Dr. McAtee said he is ready to lower Gondotra’s dose.
“The idea is to kind of use it as a boost,” he said. “Use it as a way to kind of teach your body how to function more optimally.”
But experts in the field like Dr. Amanda Velazquez, Director of Obesity Medicine at Cedars Sinai Center for Weight Management and Metabolic Health, point to the scientific research on this new class of weight loss drugs.
“When these medications are working to help the body reprogram how it’s managing the weight, it is only effective while the medication is still active in the body,” explained Dr. Velazquez, MD. “The medication is helping not just to reduce appetite and slow the gut. It is not a form of retraining an individual. These medicines are really changing our biology because the biology is not working correctly.”
Dr. Velazquez is also concerned about what is actually in compounded forms of the drugs as well as cycling patients on and off of them.
“Clinically speaking, there are concerns for doing that because of what it could that lead to,” Dr. Velazquez explained. “Are you disrupting your set point to where your body wants to be for its typical weight, and therefore by trying to drive it lower? Will it rebound and go back and then potentially be even higher than when you started?”

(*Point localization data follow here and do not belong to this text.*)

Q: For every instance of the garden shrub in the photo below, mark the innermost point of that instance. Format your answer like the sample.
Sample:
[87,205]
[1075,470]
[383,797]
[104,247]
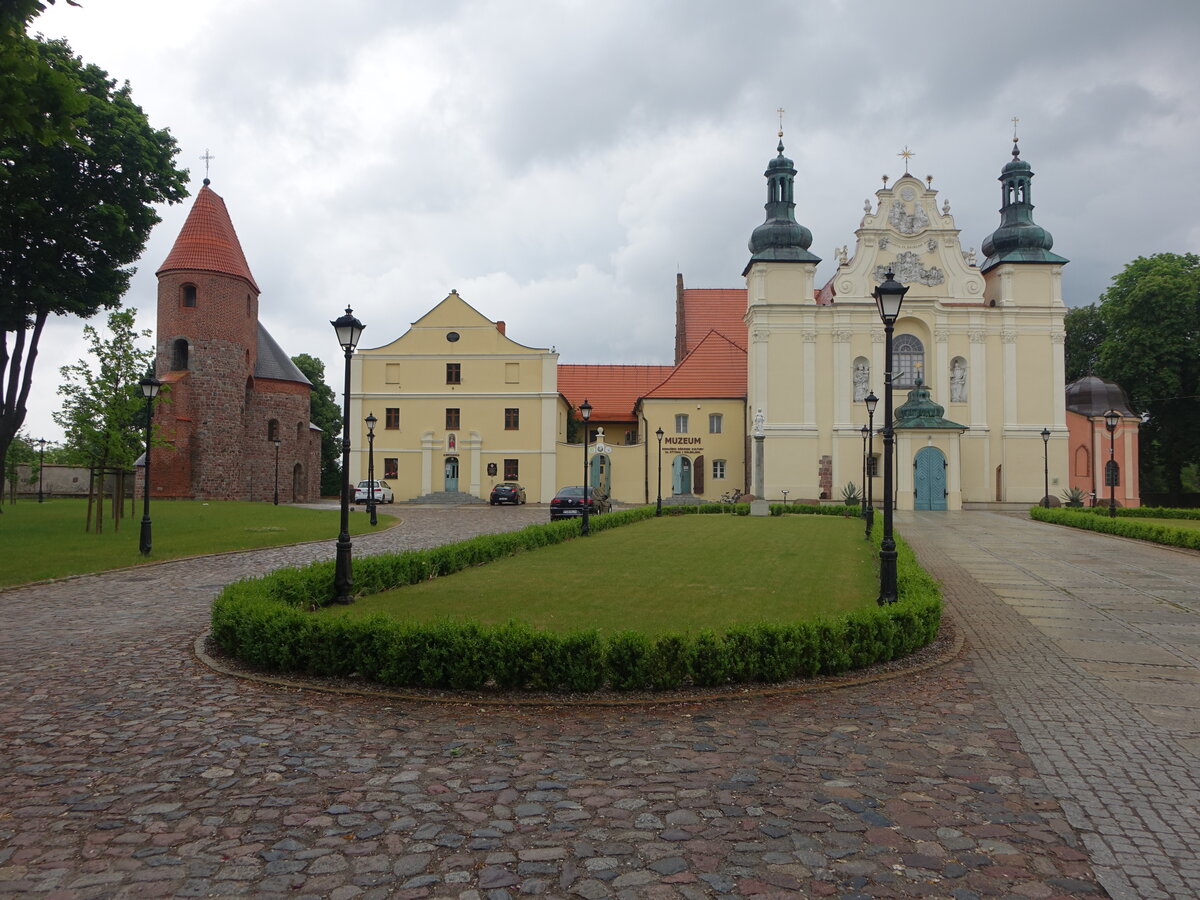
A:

Confusion between branded products and compounding as well as issues of access is leading many patients to seek cheaper, more available options.
Compounded formulations can cost less than half the price of the branded drugs. These are not generic options, and med spas and compounders promising generic versions of the branded drugs have been sued by drug makers NovoNordisk and Eli Lily.

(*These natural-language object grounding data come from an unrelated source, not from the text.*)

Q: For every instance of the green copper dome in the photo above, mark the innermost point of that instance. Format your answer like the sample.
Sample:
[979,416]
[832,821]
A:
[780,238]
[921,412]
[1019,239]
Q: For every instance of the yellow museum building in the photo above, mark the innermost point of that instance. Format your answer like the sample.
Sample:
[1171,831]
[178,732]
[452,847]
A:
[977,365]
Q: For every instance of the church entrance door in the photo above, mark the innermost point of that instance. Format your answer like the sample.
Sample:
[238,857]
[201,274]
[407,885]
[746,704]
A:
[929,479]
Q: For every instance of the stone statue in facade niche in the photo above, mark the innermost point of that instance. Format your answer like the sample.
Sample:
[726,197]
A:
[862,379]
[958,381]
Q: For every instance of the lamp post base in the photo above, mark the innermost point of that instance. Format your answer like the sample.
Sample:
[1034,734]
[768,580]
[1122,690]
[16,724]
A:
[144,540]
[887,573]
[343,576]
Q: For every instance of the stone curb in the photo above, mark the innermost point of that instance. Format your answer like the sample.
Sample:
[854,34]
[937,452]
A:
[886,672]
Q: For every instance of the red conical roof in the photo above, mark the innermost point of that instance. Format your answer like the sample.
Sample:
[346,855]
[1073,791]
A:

But licensed compounding pharmacists point to concern about patient access to safe products.
“What tirzepatide coming off shortage has taught us is that we need to be better prepared for when semaglutide comes off of shortage,” said Davis. “We don’t want our patients to go without medication, so (compounding) pharmacists can do things like get prescriptions for the FDA approved product now and put it on hold.”
But after worrying about filling her needle correctly, questioning what is in the compounded drug she is injecting, and ultimately retaining access to the medication, Lena found a coupon on drug maker Eli Lily’s website.
“I decided to reduce the risk, reduce my anxiety right now while all this is happening and just go get the Zepbound direct from the pharmacy.”
With that discount from Eli Lily, it will cost Lena about $500 a month, which is about $200 more than filling the compounded drug. Without insurance, the brand name weight loss drugs can cost more than a thousand dollars a month.
Lena also hopes sharing her experience will help reduce the stigma surrounding these weight loss drugs and ultimately lead insurance to recognize the proactive health benefits of covering them.
Meanwhile, both Eli Lily and NovoNordisk recently asked the FDA to ban compounded copies of their drugs, saying they are too complex to safely produce. While the FDA considers this, it is also now reviewing whether tirzepatide is still in short supply.
Dr. Velasquez, who has received modest payment from NovoNordisk as a consultant, encourages all weight loss patients to talk with their doctors about other FDA-approved medicines for weight loss if this new class of drugs is not available to them.
To check whether a compounding pharmacy operates a licensed facility here in California or in other states, the Alliance for Pharmacy Compounding has created a search engine.
Lawyers for the Alliance for Pharmacy Compounding recently sent this letter to the FDA opposing Eli Lilly’s nomination of tirzepatide to the agency’s list of “Drug Products that Present Demonstrable Difficulties for Compounding.”
The California Board of Pharmacy also allows consumers to search the status of a particular sterile compounding pharmacy in this state.